Ag Nanoparticles Connected to the Surface of TiO2 Electrostatically for Antibacterial Photoinactivation Studies

Supported silver nanoparticles (Ag NPs) were prepared by chemical reduction method with a sol-gel method. The structure, morphology, and interconnectivity of Ag/TiO2 nanocomposites (NCs) were analyzed using different instrumental techniques. Transmission electron microscopy reveals the Ag NPs have uniformly distributed and anchored on the surface of TiO2. The reduction in electron-hole recombination was measured by Photoluminescence measurements lead, to an increased photocatalytic inactivation of bacteria. Increase in the amount of Ag NPs on TiO2 resulted in a slight decrease in optical band gap energy of TiO2. The effect of Ag NPs content on the photocatalytic properties of TiO2 for inhibition of bacteria in visible light irradiation was studied.

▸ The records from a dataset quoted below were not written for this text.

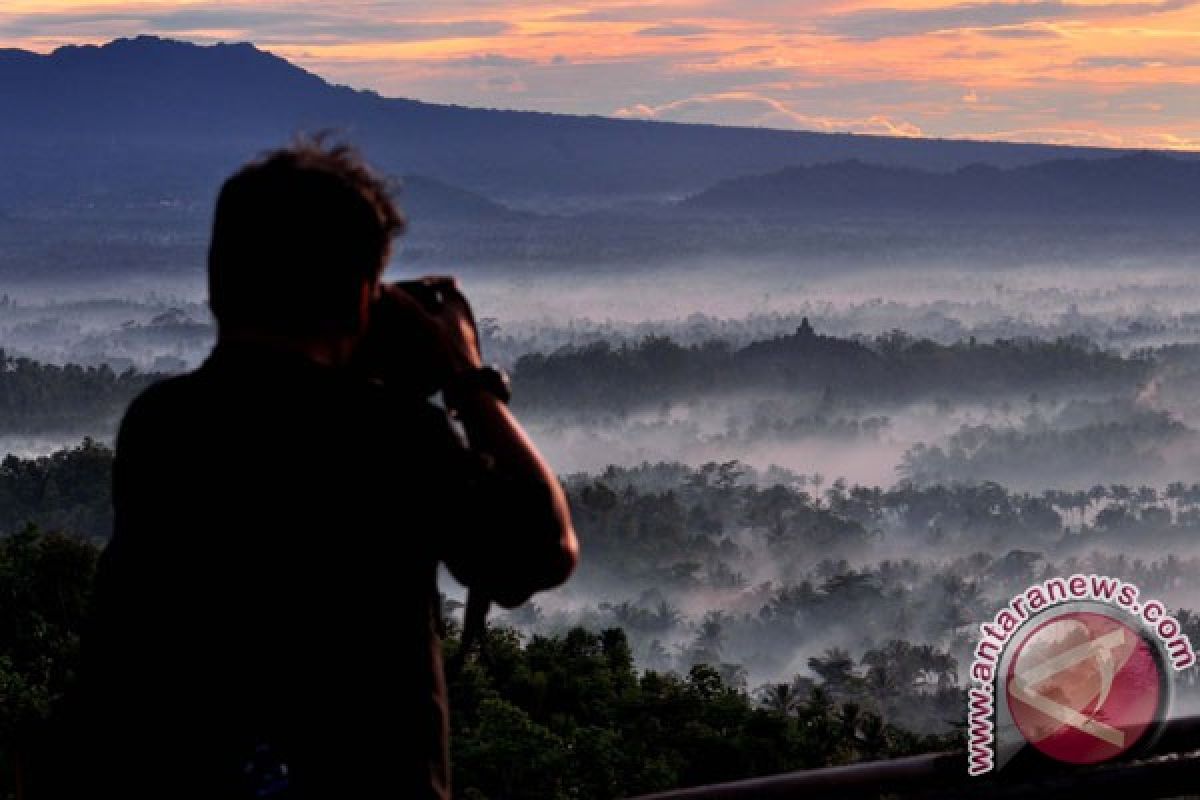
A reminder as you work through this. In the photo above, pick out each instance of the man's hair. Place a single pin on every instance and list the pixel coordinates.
(294, 236)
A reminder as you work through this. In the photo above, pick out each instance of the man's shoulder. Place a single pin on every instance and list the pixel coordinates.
(163, 400)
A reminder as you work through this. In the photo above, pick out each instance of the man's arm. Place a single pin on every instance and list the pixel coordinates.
(519, 539)
(540, 549)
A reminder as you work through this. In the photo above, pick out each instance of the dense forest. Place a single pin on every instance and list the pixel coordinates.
(709, 638)
(731, 617)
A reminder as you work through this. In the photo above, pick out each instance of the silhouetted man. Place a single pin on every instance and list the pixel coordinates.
(267, 611)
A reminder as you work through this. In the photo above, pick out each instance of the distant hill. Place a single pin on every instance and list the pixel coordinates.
(151, 118)
(1139, 184)
(429, 199)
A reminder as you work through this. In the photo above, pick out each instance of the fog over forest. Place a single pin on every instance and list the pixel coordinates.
(739, 493)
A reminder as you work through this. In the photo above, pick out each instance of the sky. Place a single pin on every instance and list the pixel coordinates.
(1093, 72)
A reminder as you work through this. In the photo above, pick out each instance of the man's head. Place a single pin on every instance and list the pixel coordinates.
(299, 241)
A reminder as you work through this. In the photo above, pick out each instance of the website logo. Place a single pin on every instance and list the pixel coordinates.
(1075, 668)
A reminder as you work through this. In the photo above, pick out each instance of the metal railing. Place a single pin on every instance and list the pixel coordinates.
(1170, 769)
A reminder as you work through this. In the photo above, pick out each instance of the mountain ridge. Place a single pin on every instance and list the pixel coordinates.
(156, 113)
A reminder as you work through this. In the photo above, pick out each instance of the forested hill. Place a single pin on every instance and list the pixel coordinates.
(36, 397)
(894, 366)
(151, 116)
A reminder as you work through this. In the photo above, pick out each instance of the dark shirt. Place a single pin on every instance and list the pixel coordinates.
(269, 595)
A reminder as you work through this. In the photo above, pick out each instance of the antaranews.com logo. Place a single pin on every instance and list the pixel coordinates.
(1078, 668)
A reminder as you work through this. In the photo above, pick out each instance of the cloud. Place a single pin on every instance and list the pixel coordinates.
(760, 110)
(1019, 32)
(491, 60)
(871, 24)
(675, 30)
(1114, 61)
(264, 26)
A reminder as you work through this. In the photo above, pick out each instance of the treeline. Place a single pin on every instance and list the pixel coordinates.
(41, 397)
(67, 491)
(552, 717)
(570, 716)
(1089, 453)
(894, 367)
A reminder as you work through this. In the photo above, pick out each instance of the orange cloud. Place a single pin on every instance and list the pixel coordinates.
(1116, 72)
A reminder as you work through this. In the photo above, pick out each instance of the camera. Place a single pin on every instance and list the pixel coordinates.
(400, 348)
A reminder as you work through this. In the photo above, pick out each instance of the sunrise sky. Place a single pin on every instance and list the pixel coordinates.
(1105, 72)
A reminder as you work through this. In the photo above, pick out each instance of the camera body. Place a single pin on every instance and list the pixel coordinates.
(400, 349)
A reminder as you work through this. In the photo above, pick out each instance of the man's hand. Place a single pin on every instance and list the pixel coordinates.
(447, 316)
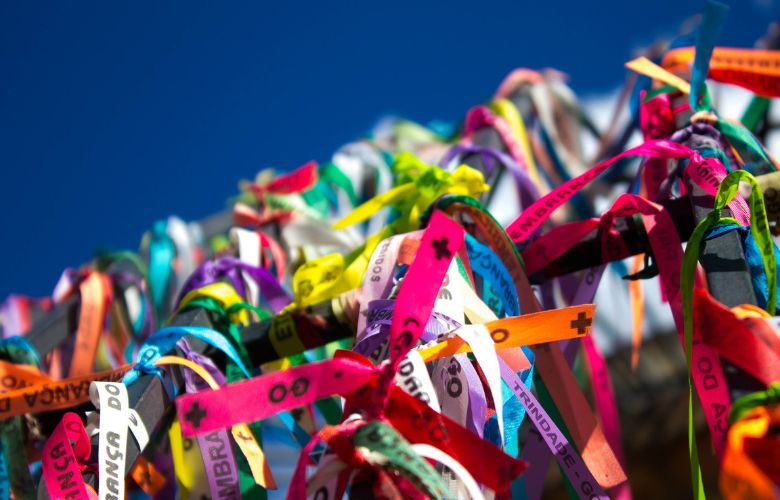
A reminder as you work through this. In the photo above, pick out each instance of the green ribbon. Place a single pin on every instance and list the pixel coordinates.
(760, 229)
(743, 405)
(380, 438)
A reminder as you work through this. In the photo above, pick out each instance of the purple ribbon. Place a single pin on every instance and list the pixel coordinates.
(212, 271)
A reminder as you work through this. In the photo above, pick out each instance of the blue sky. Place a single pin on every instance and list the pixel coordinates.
(114, 115)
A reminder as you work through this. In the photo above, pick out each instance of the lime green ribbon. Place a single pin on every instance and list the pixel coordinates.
(743, 405)
(418, 186)
(382, 439)
(760, 229)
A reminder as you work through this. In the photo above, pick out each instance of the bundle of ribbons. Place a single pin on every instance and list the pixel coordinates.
(415, 317)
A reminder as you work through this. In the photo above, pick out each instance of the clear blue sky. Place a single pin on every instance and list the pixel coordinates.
(115, 114)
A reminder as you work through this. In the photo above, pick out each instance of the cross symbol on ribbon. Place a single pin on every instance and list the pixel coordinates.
(582, 323)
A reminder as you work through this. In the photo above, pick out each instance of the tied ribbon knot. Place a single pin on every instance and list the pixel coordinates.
(299, 180)
(419, 185)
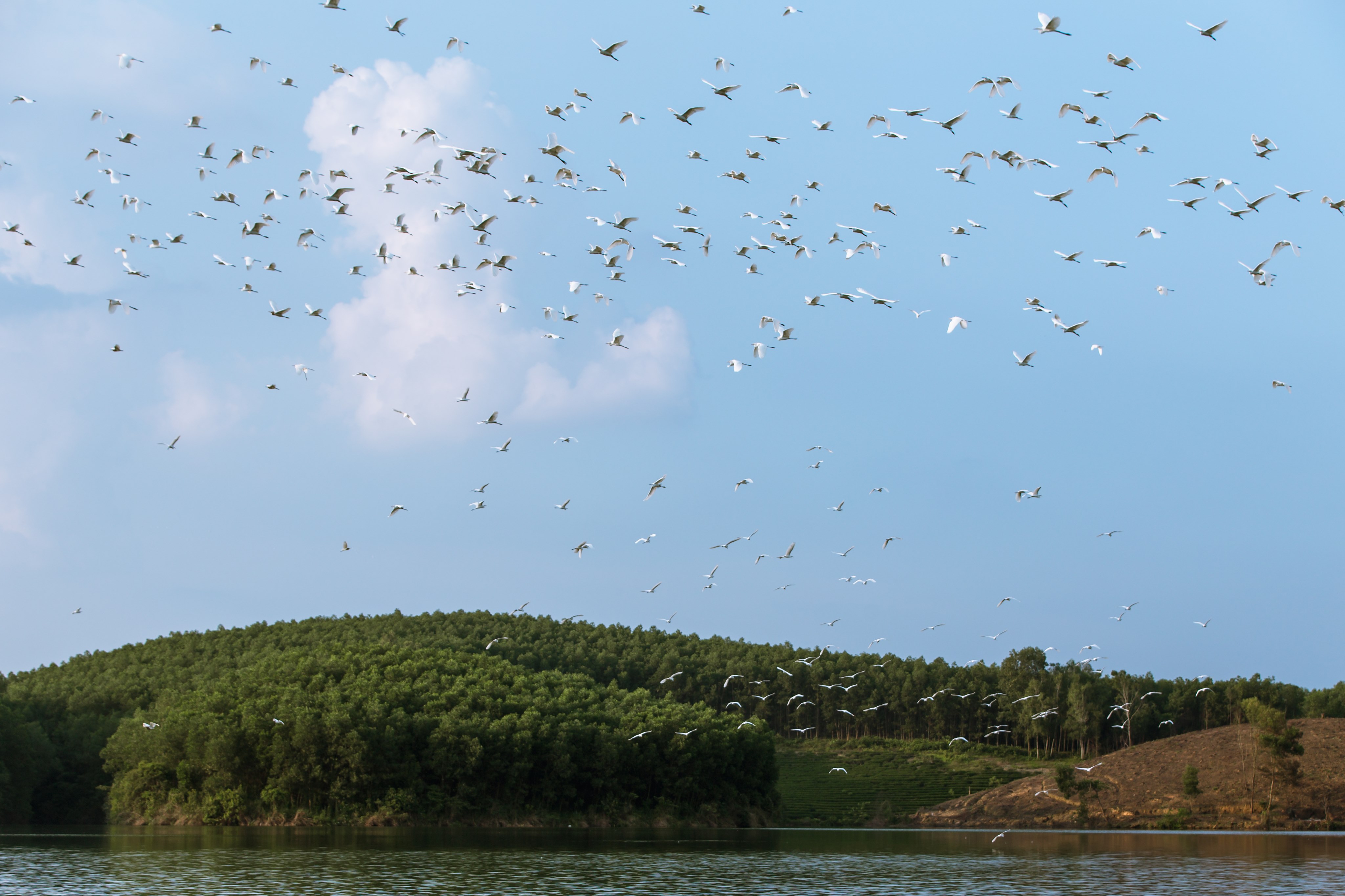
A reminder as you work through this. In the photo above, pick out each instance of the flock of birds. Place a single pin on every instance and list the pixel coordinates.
(338, 194)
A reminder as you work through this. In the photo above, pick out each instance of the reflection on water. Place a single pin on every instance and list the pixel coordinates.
(370, 862)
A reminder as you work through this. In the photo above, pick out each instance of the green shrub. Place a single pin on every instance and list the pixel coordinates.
(1191, 781)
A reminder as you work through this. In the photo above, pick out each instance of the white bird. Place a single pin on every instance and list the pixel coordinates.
(1208, 33)
(947, 125)
(654, 487)
(1049, 25)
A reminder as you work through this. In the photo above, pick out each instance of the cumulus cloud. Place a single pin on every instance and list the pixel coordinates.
(193, 403)
(423, 342)
(649, 378)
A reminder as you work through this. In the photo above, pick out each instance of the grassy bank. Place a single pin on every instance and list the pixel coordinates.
(886, 781)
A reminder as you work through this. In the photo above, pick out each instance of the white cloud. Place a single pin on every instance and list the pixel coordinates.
(424, 343)
(193, 405)
(646, 379)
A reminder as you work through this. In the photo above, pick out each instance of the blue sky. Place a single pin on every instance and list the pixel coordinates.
(1224, 491)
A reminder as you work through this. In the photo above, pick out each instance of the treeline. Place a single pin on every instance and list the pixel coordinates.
(415, 719)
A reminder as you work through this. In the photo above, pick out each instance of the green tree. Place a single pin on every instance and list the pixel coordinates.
(1191, 781)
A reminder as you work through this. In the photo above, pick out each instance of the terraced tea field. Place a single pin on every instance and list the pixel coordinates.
(879, 785)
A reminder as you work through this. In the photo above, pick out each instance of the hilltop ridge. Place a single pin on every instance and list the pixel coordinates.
(1144, 788)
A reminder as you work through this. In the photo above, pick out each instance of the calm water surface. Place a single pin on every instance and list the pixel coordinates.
(277, 863)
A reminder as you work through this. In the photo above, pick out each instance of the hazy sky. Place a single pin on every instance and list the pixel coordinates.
(1224, 491)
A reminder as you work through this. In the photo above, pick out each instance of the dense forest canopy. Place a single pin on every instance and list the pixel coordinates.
(469, 716)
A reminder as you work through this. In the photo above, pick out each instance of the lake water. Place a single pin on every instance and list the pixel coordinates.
(743, 863)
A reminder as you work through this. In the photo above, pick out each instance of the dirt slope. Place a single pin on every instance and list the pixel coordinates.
(1144, 788)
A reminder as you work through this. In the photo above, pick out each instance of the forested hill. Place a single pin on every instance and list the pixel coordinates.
(478, 716)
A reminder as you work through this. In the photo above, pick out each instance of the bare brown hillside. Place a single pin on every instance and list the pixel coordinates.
(1144, 788)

Furthermore, the antibacterial activity of Ag/TiO2 NCs in the presence of UVA light was studied against gram-positive Staphylococcus aureus and gram-negative Escherichia coli bacterial strain by plate count method. Lower values of minimum inhibitory concentration (MIC) and minimum bactericidal concentration (MBC) of the catalysts were observed and used to determine the tolerance factor which is shown bactericidal nature of the NCs. Subsequently, time-killing assay of Ag/TiO2 NCs was shown dynamics of antimicrobial activity. These multifold antibacterial studies exhibited potent antibacterial nature of the NCs and employed in the wider range of biomedical fields.